WASHINGTON — As distilleries, big and small, fight to make a name in a market dominated by national brands, local business owners gaining a following for craft whiskey are asking Congress to give them a hand.
The first legal distillery in Loudoun County since prohibition, Catoctin Creek Distilling Company, is finding fans of its organic rye whiskey. And like other small distillers, its owner is asking their representatives for a tax break to help his business grow.
“Our business has been expanding rapidly … we started in 2009 with just two people: my wife and myself. And now we employ about 20 people,” said Catoctin Creek Distilling Company Owner Scott Harris.
Harris said he believes his small distillery could add employees and stir tourism if Congress extended to distilleries the federal excise tax breaks currently given to craft beer makers and small wineries. Right now, Harris and other craft distillers pay the same federal excise tax rate as their big competitors such as Jack Daniels and Jim Beam.
“It’s very hard for smaller companies like ours to compete and to do innovative, new products like we’re doing,” Harris said.
Distillers are asking Congress to cut the federal excise tax on the first 100,000 gallons of spirits produced to $2.70 per gallon for all distillers.

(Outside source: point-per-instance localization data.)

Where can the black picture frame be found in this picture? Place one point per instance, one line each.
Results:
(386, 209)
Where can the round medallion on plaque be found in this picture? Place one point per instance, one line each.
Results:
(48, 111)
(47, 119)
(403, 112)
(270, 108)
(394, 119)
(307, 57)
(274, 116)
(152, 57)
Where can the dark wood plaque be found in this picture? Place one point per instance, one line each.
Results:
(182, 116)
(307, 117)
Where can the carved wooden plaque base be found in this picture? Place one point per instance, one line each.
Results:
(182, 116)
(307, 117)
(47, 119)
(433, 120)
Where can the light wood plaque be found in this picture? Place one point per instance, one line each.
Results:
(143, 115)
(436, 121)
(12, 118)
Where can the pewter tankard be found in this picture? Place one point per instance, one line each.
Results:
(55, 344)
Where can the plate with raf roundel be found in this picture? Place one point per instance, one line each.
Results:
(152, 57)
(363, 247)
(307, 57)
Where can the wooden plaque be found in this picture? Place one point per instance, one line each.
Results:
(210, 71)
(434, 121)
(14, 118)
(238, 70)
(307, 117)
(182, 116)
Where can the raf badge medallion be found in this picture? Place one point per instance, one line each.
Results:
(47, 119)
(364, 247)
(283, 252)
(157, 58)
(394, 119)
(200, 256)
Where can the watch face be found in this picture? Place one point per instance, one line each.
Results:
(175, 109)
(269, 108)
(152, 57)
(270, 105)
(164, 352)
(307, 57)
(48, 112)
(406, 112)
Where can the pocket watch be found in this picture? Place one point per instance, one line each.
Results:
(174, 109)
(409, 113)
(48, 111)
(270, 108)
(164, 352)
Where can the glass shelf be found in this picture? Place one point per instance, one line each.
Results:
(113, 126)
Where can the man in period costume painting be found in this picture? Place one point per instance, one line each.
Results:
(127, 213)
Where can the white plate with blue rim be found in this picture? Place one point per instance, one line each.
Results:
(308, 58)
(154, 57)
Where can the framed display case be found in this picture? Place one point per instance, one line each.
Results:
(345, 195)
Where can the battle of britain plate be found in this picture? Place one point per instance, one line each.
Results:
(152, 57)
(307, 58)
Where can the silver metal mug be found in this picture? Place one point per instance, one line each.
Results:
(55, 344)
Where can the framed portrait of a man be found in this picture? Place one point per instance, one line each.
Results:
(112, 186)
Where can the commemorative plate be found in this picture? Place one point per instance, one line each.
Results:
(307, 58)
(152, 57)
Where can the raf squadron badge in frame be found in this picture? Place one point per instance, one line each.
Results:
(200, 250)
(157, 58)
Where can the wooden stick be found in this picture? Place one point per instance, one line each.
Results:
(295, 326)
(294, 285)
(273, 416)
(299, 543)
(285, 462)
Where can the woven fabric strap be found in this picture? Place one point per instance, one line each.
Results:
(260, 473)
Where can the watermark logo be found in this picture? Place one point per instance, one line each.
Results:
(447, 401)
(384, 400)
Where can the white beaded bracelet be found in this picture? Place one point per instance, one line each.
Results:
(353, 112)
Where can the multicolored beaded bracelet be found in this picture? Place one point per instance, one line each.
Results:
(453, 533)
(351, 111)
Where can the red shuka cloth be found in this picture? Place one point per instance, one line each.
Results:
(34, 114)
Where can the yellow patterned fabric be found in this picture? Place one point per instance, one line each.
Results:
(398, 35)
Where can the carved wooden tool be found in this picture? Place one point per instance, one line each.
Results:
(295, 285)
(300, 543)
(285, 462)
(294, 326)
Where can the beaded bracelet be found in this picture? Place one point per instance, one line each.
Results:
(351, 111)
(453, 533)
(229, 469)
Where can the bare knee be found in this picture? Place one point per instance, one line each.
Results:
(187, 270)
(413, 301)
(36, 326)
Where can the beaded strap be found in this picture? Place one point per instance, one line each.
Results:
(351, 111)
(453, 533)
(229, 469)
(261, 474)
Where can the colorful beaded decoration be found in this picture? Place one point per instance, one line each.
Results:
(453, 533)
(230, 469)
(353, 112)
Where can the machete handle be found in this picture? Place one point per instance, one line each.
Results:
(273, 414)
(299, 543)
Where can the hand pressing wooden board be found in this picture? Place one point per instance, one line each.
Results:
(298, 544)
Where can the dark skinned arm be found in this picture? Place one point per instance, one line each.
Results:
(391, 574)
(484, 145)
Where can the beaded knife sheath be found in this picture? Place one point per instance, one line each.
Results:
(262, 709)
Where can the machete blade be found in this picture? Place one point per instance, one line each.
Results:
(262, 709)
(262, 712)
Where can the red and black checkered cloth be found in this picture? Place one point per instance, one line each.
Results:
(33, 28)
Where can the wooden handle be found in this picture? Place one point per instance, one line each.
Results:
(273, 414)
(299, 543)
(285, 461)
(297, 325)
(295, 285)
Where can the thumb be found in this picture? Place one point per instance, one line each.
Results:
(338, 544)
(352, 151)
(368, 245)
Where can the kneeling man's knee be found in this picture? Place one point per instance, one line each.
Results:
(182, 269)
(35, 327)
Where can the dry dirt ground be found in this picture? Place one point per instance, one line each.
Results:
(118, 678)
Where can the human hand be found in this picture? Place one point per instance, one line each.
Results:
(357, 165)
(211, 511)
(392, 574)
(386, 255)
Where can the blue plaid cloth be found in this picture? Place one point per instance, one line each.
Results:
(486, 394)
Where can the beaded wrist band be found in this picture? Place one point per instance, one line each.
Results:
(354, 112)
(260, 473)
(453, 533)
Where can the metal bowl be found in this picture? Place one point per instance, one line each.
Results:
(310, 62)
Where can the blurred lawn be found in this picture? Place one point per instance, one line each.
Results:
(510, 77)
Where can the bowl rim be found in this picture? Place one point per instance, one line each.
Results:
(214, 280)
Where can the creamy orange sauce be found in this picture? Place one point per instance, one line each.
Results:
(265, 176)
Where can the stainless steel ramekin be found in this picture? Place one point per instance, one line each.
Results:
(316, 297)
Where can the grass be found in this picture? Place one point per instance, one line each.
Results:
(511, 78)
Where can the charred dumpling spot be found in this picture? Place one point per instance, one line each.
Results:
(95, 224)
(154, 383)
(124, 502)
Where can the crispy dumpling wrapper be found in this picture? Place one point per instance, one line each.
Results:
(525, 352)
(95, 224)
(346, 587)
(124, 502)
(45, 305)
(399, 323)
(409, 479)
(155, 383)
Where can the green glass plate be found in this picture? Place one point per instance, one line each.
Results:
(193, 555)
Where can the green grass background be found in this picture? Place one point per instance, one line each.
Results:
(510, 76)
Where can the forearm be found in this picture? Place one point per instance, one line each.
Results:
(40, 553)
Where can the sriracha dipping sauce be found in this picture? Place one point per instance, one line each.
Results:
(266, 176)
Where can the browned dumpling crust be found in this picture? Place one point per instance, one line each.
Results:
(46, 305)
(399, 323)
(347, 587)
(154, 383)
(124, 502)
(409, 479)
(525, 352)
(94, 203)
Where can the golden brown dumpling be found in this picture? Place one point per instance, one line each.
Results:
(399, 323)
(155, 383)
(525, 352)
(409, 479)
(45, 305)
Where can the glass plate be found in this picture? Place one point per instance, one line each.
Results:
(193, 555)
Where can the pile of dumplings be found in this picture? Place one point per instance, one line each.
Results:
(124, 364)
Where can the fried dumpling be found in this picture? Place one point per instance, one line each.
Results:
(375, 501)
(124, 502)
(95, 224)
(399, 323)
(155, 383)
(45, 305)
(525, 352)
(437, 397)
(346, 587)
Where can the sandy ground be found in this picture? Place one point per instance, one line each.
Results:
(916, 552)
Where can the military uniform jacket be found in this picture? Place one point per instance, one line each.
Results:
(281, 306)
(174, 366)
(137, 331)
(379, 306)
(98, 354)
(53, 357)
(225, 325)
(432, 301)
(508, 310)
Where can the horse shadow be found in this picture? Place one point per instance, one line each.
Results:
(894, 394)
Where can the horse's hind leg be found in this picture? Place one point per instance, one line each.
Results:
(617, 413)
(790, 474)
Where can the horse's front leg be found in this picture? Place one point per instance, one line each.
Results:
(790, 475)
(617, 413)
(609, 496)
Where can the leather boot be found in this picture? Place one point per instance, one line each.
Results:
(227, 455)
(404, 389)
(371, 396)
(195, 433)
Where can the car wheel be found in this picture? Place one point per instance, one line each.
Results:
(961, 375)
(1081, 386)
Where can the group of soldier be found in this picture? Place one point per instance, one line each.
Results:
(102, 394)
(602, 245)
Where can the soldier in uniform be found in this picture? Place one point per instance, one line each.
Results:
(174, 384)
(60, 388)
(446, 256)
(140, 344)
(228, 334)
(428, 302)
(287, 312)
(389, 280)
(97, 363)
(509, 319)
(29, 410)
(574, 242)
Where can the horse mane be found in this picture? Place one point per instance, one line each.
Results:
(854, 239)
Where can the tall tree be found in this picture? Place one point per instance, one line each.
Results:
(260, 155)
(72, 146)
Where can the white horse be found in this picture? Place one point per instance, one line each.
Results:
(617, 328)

The rate would then rise to $13.34 per gallon on alcohol produced after the first 100,000 gallons.
As craft beers broaden their reach in the American marketplace, craft whiskey is showing signs of following.
“When I started this business, there were approximately six craft distillers in Virginia and now there are over 44 in Virginia alone,” Harris said.
Catoctin Creek’s signature product is its Roundstone Rye Whiskey made from scratch in Purcellville, Virginia.
“You get that spicy kick that you get from rye whiskey but with this delicious round, fruity flavor that comes from the grain that we use,” Harris said.